(How) is it ethical to expose humans to known toxic substances or carcinogens?
The International Agency for Research on Cancer (IARC) has labeled outdoor air pollution and diesel exhaust as “carcinogenic to humans”, These classifications are based on studies examining the risk from high level lifetime cumulative exposures.
There are many factors considered under the IARC cancer classifications. A critical factor is the intensity and duration of exposure. It is important to make the distinction between lifetime (or long-term) exposure to uncontrolled levels of pollutants, and the very short-term exposure to controlled levels of pollutants that occurs in experimental studies.
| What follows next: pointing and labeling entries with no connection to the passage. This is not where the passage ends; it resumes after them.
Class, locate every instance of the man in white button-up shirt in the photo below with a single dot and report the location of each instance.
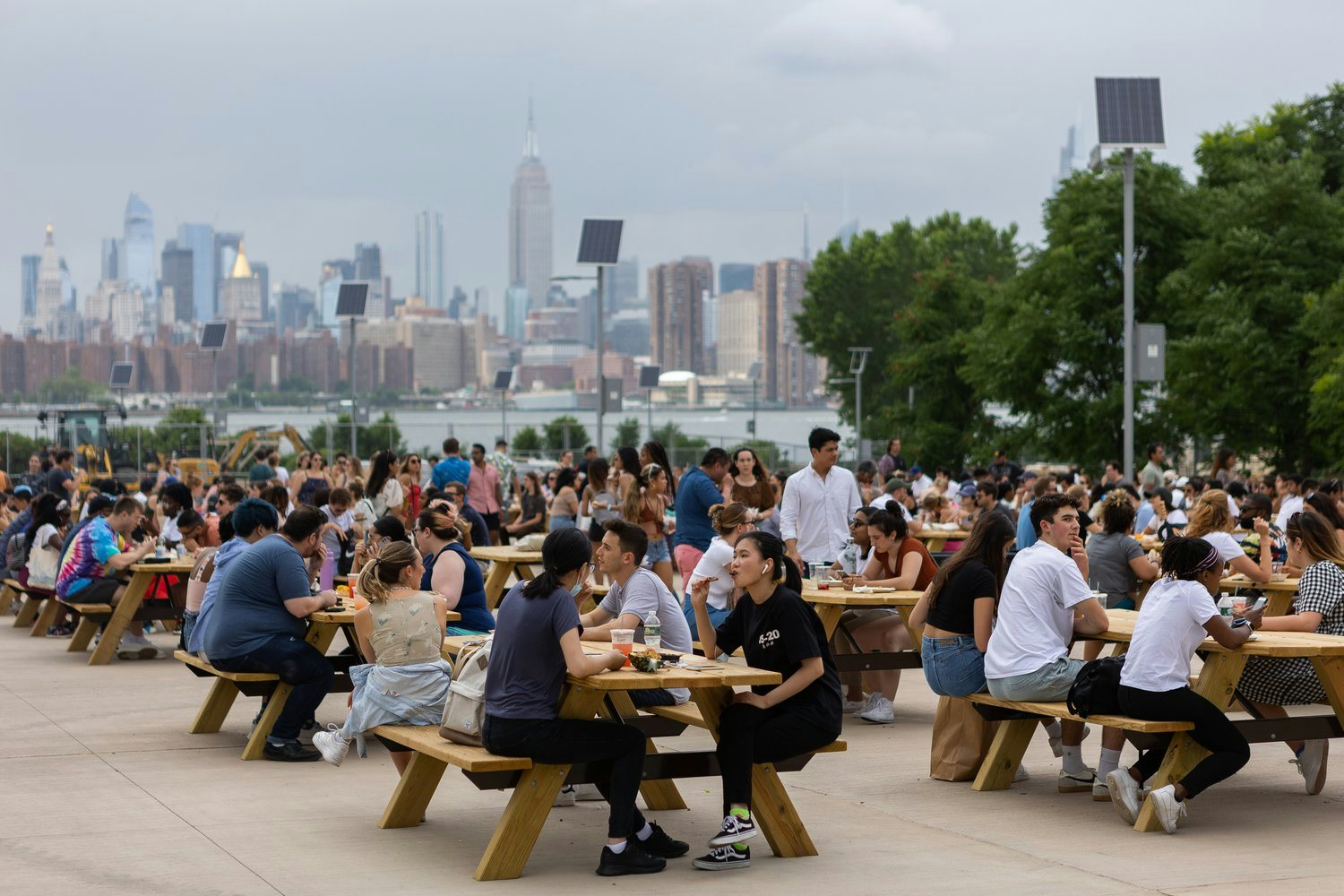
(819, 501)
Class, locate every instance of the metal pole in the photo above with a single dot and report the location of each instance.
(601, 376)
(1129, 314)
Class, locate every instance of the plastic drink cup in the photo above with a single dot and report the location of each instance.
(624, 641)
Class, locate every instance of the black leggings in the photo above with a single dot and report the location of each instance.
(562, 742)
(753, 735)
(1214, 731)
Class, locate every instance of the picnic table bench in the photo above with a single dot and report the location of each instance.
(534, 786)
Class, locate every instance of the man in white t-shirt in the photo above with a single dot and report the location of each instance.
(1045, 600)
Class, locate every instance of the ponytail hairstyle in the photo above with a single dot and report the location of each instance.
(771, 548)
(384, 570)
(1185, 557)
(728, 517)
(562, 552)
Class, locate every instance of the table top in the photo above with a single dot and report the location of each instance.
(703, 673)
(504, 552)
(1266, 643)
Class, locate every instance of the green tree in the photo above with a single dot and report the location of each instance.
(910, 295)
(564, 433)
(626, 433)
(1048, 346)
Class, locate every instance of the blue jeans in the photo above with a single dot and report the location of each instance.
(717, 616)
(953, 667)
(298, 664)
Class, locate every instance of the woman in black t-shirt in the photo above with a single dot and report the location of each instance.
(771, 723)
(957, 608)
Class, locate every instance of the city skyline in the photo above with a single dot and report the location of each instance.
(704, 153)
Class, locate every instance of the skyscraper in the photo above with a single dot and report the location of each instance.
(137, 247)
(530, 220)
(29, 284)
(429, 258)
(108, 268)
(676, 311)
(177, 266)
(201, 241)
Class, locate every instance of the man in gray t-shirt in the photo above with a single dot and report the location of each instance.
(636, 594)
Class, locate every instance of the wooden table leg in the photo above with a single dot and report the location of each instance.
(121, 616)
(1217, 684)
(499, 573)
(1005, 753)
(215, 710)
(659, 796)
(771, 805)
(530, 804)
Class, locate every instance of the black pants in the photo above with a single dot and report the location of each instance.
(562, 742)
(298, 664)
(752, 735)
(1214, 731)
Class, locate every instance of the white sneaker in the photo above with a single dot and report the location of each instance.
(331, 745)
(879, 713)
(1169, 810)
(1311, 764)
(1125, 794)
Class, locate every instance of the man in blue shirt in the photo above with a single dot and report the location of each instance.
(258, 624)
(695, 495)
(453, 468)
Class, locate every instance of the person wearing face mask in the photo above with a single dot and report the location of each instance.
(258, 625)
(537, 642)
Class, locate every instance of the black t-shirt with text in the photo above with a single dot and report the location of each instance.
(779, 635)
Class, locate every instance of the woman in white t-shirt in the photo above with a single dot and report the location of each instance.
(731, 522)
(1176, 616)
(1210, 520)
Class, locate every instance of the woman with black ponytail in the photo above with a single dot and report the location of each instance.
(1176, 616)
(769, 723)
(537, 642)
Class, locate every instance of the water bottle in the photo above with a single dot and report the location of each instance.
(653, 632)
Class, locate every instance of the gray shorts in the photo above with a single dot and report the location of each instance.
(1050, 683)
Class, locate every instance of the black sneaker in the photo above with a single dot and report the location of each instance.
(659, 844)
(723, 858)
(632, 860)
(734, 831)
(290, 753)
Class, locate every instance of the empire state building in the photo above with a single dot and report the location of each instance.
(530, 222)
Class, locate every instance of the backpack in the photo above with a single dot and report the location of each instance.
(464, 712)
(1096, 691)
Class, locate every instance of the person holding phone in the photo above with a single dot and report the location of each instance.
(1179, 611)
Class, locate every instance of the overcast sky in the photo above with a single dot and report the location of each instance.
(706, 124)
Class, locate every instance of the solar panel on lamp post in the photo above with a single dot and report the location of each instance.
(1129, 116)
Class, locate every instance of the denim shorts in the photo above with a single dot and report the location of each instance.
(1048, 683)
(953, 667)
(656, 552)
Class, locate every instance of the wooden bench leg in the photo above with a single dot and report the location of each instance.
(257, 740)
(215, 710)
(1005, 753)
(521, 825)
(82, 635)
(413, 791)
(46, 618)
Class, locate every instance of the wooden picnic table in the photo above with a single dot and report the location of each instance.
(1218, 684)
(142, 578)
(607, 694)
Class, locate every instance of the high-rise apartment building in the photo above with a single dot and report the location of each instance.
(179, 271)
(137, 247)
(29, 266)
(734, 277)
(201, 241)
(429, 258)
(676, 311)
(530, 222)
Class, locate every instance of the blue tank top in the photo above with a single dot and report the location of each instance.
(472, 606)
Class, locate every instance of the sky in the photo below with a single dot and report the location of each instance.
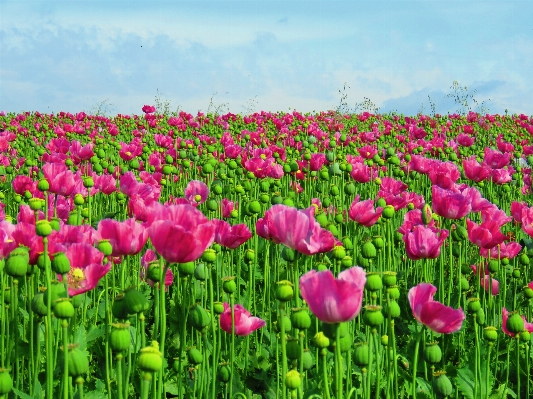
(251, 56)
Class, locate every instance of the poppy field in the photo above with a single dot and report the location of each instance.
(269, 255)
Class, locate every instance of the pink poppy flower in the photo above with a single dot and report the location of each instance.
(424, 242)
(227, 207)
(81, 153)
(297, 229)
(231, 236)
(126, 238)
(487, 281)
(474, 170)
(86, 268)
(495, 159)
(62, 181)
(244, 324)
(485, 235)
(505, 316)
(334, 300)
(196, 192)
(363, 212)
(444, 174)
(438, 317)
(449, 204)
(151, 257)
(181, 233)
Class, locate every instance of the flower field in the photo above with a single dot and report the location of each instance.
(270, 255)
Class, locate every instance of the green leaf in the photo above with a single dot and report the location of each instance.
(22, 394)
(80, 337)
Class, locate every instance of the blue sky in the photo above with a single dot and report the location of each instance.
(242, 56)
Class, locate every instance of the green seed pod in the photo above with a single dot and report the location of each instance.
(60, 263)
(473, 305)
(373, 282)
(78, 363)
(373, 316)
(432, 353)
(443, 385)
(394, 292)
(195, 356)
(104, 246)
(223, 373)
(515, 323)
(293, 380)
(284, 291)
(285, 323)
(392, 308)
(369, 250)
(361, 357)
(199, 318)
(293, 349)
(490, 334)
(120, 339)
(134, 301)
(209, 256)
(63, 308)
(228, 285)
(18, 262)
(150, 359)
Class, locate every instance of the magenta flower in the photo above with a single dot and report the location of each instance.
(424, 242)
(181, 233)
(449, 204)
(474, 170)
(231, 236)
(126, 238)
(334, 300)
(363, 212)
(196, 192)
(485, 235)
(86, 268)
(438, 317)
(505, 316)
(62, 181)
(297, 229)
(245, 323)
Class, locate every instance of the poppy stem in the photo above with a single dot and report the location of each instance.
(415, 362)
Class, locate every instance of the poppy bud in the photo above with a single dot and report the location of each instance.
(432, 353)
(490, 333)
(284, 291)
(300, 319)
(228, 285)
(60, 263)
(293, 380)
(515, 323)
(150, 359)
(120, 339)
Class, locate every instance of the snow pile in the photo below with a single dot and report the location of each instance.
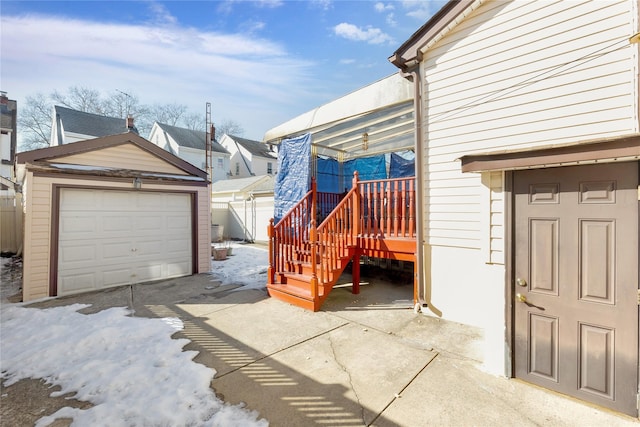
(247, 266)
(129, 368)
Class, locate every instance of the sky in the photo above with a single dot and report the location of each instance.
(259, 63)
(142, 377)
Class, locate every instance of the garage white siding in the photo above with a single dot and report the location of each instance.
(110, 238)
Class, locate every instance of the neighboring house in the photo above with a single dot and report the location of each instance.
(243, 207)
(249, 158)
(527, 168)
(70, 125)
(190, 145)
(111, 211)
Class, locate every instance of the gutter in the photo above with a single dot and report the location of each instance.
(420, 299)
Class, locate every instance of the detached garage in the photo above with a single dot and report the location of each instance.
(111, 211)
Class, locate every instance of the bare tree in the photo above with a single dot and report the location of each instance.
(194, 121)
(79, 98)
(35, 117)
(229, 127)
(168, 113)
(34, 122)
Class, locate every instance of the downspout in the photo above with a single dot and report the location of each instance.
(419, 292)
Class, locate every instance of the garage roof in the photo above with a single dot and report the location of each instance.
(383, 111)
(47, 156)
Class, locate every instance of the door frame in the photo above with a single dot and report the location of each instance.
(510, 246)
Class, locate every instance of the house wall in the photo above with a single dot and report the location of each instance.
(38, 232)
(11, 218)
(194, 156)
(259, 165)
(511, 75)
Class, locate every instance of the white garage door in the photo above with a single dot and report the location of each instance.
(109, 238)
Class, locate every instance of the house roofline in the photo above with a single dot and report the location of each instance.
(409, 54)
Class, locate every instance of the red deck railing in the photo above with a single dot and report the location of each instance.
(376, 218)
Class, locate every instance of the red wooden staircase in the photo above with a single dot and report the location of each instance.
(375, 218)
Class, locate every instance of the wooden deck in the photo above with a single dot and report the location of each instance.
(311, 246)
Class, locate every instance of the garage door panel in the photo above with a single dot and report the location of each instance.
(153, 222)
(178, 246)
(120, 201)
(116, 251)
(147, 272)
(149, 248)
(73, 254)
(81, 282)
(78, 225)
(116, 224)
(150, 202)
(121, 237)
(175, 269)
(115, 276)
(179, 223)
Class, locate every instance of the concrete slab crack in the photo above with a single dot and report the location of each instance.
(399, 393)
(346, 371)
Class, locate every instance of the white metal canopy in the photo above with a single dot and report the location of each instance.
(376, 119)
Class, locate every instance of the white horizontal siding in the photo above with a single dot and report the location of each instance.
(516, 75)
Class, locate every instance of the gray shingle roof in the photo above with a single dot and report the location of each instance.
(190, 138)
(254, 147)
(90, 124)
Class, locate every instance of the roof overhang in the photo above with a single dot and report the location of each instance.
(625, 148)
(410, 52)
(372, 120)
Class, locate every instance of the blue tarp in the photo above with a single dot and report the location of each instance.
(368, 168)
(399, 167)
(328, 176)
(294, 174)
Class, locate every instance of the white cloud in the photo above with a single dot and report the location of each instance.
(369, 34)
(381, 7)
(421, 10)
(238, 73)
(391, 20)
(160, 14)
(322, 4)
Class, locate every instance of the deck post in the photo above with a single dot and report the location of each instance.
(271, 269)
(314, 260)
(355, 220)
(355, 272)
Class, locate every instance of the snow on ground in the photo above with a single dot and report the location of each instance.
(129, 368)
(247, 266)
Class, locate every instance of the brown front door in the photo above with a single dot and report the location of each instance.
(576, 281)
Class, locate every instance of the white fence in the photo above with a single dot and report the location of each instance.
(243, 220)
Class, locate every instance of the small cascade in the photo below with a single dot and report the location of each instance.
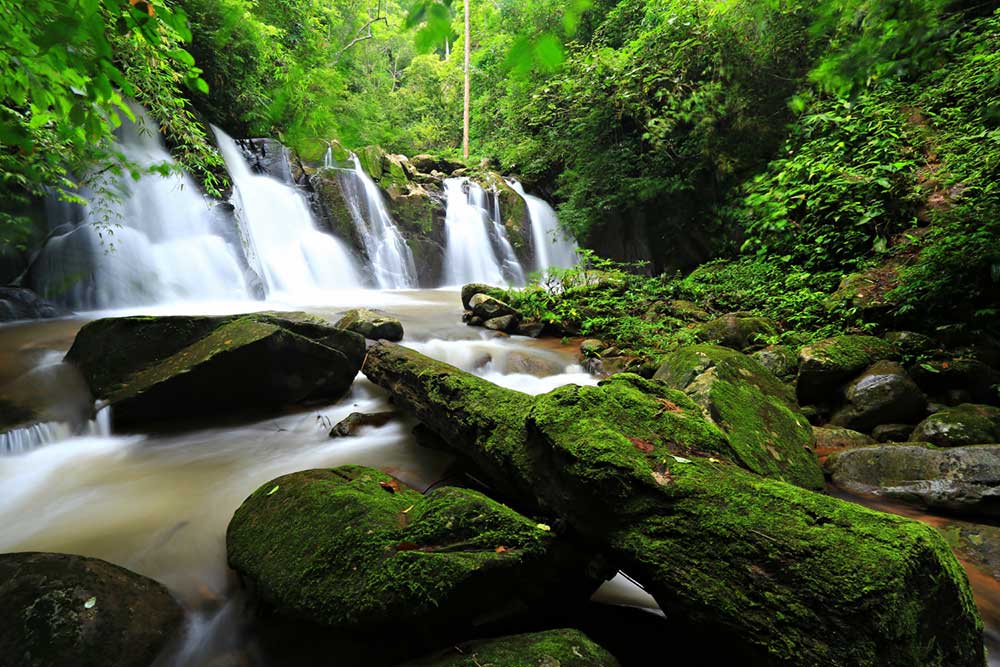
(509, 264)
(390, 259)
(469, 254)
(157, 241)
(553, 246)
(293, 255)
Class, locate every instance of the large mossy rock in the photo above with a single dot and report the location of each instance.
(61, 610)
(766, 432)
(883, 394)
(965, 424)
(828, 364)
(354, 551)
(752, 569)
(737, 331)
(373, 324)
(957, 479)
(552, 648)
(151, 368)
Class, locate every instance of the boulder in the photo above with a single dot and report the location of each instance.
(352, 550)
(957, 479)
(371, 323)
(19, 303)
(781, 360)
(472, 289)
(826, 365)
(551, 648)
(61, 610)
(883, 394)
(737, 331)
(893, 433)
(830, 440)
(965, 424)
(750, 568)
(488, 307)
(767, 433)
(163, 367)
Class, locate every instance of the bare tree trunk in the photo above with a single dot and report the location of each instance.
(468, 51)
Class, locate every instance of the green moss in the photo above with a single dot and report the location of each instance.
(552, 648)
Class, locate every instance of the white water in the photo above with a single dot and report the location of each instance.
(389, 258)
(295, 257)
(553, 246)
(159, 241)
(469, 255)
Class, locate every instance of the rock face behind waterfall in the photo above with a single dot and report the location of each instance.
(151, 368)
(762, 572)
(60, 610)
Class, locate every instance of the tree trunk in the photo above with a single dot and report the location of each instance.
(468, 96)
(756, 569)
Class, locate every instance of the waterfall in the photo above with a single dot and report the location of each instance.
(553, 246)
(470, 255)
(389, 257)
(294, 256)
(157, 240)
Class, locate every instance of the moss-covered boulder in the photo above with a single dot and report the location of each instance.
(752, 569)
(354, 551)
(757, 412)
(965, 424)
(552, 648)
(161, 367)
(828, 364)
(830, 440)
(61, 610)
(373, 324)
(957, 479)
(882, 394)
(737, 331)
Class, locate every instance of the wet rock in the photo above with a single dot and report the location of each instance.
(552, 648)
(61, 610)
(488, 307)
(650, 483)
(737, 331)
(151, 368)
(356, 552)
(352, 422)
(830, 440)
(883, 394)
(958, 479)
(826, 365)
(19, 303)
(502, 323)
(373, 324)
(781, 360)
(893, 433)
(768, 434)
(966, 424)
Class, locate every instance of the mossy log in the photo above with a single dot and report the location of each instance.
(771, 573)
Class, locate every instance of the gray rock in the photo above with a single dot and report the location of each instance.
(965, 424)
(959, 479)
(883, 394)
(372, 324)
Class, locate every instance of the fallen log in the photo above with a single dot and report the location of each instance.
(771, 573)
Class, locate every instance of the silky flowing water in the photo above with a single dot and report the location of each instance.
(158, 503)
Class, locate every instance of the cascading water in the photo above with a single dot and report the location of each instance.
(293, 255)
(509, 263)
(157, 241)
(553, 247)
(469, 255)
(390, 259)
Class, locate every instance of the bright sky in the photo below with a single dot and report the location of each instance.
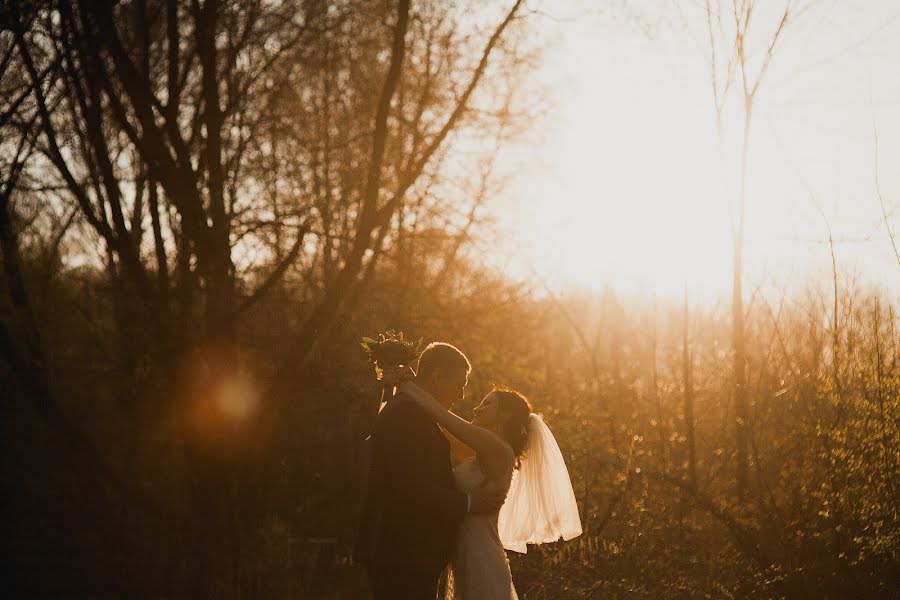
(622, 184)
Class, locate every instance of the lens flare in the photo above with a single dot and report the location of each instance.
(237, 397)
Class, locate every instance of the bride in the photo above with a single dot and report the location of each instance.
(512, 445)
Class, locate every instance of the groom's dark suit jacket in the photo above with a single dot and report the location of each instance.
(413, 509)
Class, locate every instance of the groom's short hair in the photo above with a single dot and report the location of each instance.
(443, 357)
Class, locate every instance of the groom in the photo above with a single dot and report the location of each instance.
(413, 509)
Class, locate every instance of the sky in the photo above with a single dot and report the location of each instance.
(623, 183)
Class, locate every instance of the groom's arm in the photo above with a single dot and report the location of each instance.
(411, 473)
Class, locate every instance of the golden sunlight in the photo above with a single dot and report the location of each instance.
(638, 188)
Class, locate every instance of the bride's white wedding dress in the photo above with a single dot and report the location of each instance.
(540, 507)
(479, 569)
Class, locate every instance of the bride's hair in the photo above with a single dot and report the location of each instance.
(518, 408)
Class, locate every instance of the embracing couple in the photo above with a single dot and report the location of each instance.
(444, 490)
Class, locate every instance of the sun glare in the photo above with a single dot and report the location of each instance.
(637, 191)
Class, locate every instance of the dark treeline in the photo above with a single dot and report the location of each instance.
(204, 206)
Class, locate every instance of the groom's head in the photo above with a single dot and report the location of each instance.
(443, 372)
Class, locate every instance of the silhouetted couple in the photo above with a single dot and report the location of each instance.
(443, 490)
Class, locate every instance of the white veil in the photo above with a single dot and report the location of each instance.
(540, 506)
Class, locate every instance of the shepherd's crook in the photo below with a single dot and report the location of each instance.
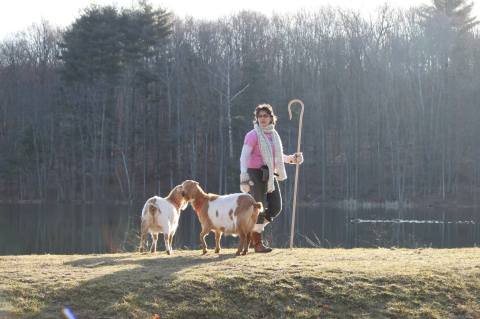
(292, 230)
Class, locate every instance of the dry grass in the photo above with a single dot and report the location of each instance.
(303, 283)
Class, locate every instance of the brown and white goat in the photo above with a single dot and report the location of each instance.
(161, 215)
(233, 214)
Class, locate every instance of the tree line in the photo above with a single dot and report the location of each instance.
(125, 103)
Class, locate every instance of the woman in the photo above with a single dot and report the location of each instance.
(261, 167)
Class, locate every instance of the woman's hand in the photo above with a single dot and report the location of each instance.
(296, 158)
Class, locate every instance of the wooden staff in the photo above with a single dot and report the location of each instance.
(297, 166)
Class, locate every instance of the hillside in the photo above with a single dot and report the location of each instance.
(299, 283)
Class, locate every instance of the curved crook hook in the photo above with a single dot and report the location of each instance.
(290, 108)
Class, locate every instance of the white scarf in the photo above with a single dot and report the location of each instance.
(268, 157)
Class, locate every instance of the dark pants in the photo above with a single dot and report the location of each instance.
(272, 202)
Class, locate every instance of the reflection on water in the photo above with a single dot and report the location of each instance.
(60, 228)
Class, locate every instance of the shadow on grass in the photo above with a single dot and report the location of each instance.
(148, 283)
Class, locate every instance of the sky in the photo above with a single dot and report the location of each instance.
(18, 15)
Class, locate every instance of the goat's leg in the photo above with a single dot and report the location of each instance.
(247, 243)
(203, 234)
(166, 239)
(143, 235)
(170, 241)
(240, 246)
(153, 249)
(218, 238)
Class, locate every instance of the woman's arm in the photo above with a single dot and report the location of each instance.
(244, 158)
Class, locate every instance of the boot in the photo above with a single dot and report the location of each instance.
(258, 244)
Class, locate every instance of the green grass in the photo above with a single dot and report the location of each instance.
(299, 283)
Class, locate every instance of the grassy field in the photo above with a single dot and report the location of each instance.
(299, 283)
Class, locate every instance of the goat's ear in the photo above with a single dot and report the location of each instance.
(185, 204)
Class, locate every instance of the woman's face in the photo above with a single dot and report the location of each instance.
(264, 119)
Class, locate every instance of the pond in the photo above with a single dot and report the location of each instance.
(94, 228)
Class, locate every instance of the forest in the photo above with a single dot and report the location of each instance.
(128, 102)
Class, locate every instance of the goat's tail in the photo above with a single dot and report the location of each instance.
(151, 206)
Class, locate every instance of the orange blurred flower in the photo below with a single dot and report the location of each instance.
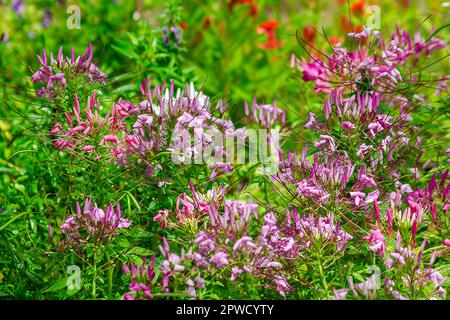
(348, 27)
(268, 28)
(309, 33)
(358, 7)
For example, the risk of smoking two packs of cigarettes every day for thirty years is very different from smoking a single cigarette which does not increase risk in any meaningful way.
The controlled human-inhalation exposure studies that EPA conducts last only a few hours. According to a recently released committee report from the National Academies of Sciences, EPA controlled exposure “studies add very little cumulative lifetime pollutant exposures … any increase in chronic disease risk, such as from lung cancer, resulting from experimental exposures would be vanishingly small”. At the same time, the NAS acknowledged the benefits from conducting these studies by providing unique information that cannot be obtained from other studies and impacting NAAQS reviews and regulations.
Have there ever been permanent harms to participants in EPA research?
There have never been any permanent adverse effects as a result of EPA research.